Each request is reviewed by an assigned supervisor. If escalation is required, the currently assigned supervisor decides to whom the request is escalated.

This ensures clear ownership of each decision step and prevents uncontrolled approval routing.

Request Flow

  1. An operator attempts an action on a managed identity.
  2. If the operator is not authorized, the action is blocked.
  3. The operator can submit a temporary permission request for that specific action.
  4. The request enters Requested.
  5. The assigned supervisor reviews business context, risk, and justification.
  6. The supervisor decides Accept, Reject, or Escalate.
  7. If Escalate is chosen, the request enters Escalated and is routed to a specific supervisor chosen by the current supervisor.
  8. A final decision closes the request as Accepted or Rejected.

Decision Outcomes

Accepted

  • A transitory permission is granted to the requesting operator.
  • The permission is scoped to the approved action context.
  • The permission is short-lived and removed after use or expiry.

Rejected

  • No transitory permission is granted.
  • The original action remains blocked.

Escalated

  • Responsibility moves to the selected supervisor.
  • The escalated supervisor performs the next review decision.

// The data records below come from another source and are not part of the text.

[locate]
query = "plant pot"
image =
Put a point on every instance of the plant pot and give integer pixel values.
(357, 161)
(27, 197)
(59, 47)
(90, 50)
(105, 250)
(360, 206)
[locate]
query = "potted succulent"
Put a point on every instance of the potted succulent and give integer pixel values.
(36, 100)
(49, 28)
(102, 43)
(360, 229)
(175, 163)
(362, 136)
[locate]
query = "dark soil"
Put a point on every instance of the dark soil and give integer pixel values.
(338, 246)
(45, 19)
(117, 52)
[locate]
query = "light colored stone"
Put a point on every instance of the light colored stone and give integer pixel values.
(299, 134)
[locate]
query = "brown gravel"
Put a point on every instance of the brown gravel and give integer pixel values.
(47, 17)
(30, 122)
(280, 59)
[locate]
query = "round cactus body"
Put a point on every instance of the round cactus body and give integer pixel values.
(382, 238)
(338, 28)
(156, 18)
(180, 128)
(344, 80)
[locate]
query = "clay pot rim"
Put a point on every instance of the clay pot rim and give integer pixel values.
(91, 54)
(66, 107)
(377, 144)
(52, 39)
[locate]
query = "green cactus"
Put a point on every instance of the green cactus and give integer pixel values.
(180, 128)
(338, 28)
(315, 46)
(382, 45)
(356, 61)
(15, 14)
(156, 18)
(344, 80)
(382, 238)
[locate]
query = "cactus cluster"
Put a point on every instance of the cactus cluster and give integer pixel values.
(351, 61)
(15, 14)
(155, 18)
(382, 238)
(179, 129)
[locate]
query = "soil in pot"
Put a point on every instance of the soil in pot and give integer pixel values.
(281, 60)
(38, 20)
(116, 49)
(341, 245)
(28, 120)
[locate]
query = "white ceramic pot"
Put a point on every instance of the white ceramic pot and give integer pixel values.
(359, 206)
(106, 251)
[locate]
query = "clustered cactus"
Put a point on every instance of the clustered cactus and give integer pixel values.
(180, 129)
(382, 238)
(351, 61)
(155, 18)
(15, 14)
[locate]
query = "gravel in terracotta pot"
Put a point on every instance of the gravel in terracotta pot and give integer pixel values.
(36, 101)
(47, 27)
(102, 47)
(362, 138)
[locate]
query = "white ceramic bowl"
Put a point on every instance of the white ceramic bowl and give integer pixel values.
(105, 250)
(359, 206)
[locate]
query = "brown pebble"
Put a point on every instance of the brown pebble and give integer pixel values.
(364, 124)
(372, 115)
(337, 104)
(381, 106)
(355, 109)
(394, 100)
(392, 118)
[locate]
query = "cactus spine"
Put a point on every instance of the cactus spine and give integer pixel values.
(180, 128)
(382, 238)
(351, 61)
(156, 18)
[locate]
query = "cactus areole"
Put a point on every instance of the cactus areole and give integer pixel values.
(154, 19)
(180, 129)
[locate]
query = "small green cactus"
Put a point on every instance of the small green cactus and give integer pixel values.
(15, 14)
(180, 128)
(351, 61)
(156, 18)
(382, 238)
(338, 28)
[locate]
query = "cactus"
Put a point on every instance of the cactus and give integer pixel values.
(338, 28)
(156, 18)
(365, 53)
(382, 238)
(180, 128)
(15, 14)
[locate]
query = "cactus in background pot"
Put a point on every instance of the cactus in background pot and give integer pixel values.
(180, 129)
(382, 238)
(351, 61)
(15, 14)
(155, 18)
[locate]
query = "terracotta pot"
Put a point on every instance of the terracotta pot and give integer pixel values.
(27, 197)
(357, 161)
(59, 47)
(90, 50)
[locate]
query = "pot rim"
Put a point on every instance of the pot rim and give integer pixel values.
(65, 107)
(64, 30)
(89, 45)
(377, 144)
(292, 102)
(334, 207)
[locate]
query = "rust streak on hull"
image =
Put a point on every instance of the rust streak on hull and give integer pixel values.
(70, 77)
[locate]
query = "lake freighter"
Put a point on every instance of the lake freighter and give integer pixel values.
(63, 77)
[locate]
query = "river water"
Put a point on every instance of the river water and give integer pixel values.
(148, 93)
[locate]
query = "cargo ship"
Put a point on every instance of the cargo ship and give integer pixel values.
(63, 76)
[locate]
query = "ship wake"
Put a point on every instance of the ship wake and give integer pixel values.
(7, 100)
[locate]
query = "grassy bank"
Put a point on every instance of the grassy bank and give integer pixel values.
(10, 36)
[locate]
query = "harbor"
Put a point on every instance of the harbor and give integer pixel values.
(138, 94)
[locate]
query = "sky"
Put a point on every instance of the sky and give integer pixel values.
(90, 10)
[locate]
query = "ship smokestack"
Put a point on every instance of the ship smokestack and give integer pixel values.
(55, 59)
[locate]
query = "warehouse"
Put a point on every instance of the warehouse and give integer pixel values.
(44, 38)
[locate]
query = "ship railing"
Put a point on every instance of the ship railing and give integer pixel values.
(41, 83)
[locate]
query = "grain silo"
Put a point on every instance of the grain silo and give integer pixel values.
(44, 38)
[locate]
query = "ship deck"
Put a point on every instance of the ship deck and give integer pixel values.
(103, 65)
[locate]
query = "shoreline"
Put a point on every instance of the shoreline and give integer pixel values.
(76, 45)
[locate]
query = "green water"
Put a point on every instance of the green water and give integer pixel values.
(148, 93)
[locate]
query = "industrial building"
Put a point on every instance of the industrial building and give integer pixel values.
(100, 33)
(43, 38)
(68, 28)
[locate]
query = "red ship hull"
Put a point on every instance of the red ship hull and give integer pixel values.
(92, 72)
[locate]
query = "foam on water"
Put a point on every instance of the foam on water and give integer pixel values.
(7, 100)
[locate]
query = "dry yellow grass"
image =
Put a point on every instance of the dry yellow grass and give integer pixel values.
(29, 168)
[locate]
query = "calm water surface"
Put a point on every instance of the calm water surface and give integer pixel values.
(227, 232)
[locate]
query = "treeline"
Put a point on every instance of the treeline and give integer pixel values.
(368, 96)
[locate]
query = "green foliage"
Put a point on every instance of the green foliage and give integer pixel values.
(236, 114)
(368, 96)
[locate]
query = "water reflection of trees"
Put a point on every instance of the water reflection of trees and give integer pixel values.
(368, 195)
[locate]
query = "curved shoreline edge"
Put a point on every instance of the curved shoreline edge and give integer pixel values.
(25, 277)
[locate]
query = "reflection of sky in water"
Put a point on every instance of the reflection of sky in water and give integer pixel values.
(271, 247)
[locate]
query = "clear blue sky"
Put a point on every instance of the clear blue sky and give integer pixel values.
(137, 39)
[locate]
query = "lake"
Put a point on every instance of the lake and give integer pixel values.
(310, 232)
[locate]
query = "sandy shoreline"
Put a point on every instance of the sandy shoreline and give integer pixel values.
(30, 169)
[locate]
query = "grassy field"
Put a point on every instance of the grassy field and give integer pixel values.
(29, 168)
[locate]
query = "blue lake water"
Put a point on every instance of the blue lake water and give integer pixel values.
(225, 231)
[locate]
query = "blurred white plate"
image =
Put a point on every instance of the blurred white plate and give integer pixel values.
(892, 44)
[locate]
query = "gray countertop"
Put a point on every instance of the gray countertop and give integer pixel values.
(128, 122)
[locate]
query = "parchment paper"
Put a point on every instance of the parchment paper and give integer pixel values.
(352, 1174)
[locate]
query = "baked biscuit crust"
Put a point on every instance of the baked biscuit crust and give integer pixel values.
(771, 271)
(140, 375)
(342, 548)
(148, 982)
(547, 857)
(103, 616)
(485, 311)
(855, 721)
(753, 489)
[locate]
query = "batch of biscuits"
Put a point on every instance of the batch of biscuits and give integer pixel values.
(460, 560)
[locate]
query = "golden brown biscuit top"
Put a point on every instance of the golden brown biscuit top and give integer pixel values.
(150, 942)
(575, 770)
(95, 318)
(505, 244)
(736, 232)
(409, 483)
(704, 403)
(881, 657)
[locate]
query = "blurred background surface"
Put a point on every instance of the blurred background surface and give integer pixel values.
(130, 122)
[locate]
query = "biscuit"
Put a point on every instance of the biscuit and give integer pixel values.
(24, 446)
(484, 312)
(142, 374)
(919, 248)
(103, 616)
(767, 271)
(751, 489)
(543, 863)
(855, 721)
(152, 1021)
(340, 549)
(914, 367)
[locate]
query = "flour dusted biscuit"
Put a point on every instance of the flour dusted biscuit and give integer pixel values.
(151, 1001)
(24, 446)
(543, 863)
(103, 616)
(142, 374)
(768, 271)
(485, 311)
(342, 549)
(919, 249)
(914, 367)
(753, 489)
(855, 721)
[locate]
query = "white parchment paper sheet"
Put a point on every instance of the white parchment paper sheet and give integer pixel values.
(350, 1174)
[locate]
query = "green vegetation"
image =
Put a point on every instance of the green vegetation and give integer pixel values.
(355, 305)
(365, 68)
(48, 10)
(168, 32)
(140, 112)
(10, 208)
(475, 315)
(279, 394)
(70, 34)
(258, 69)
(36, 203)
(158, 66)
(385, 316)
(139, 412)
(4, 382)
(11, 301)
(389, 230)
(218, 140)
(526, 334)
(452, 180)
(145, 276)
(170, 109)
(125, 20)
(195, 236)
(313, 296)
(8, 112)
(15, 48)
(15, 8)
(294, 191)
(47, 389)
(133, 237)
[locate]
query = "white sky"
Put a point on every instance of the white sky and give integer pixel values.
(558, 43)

Audit and Governance Relevance

The workflow supports accountable operations by recording:

  • who requested access
  • who approved, rejected, or escalated
  • which managed identity and action were in scope
  • final outcome and approval path

This provides clear evidence for internal control reviews and compliance activities.

Summary

The approval and escalation workflow provides a controlled path for exceptional access without weakening baseline authorization controls. It combines operational flexibility with supervisor accountability and auditable decision trails.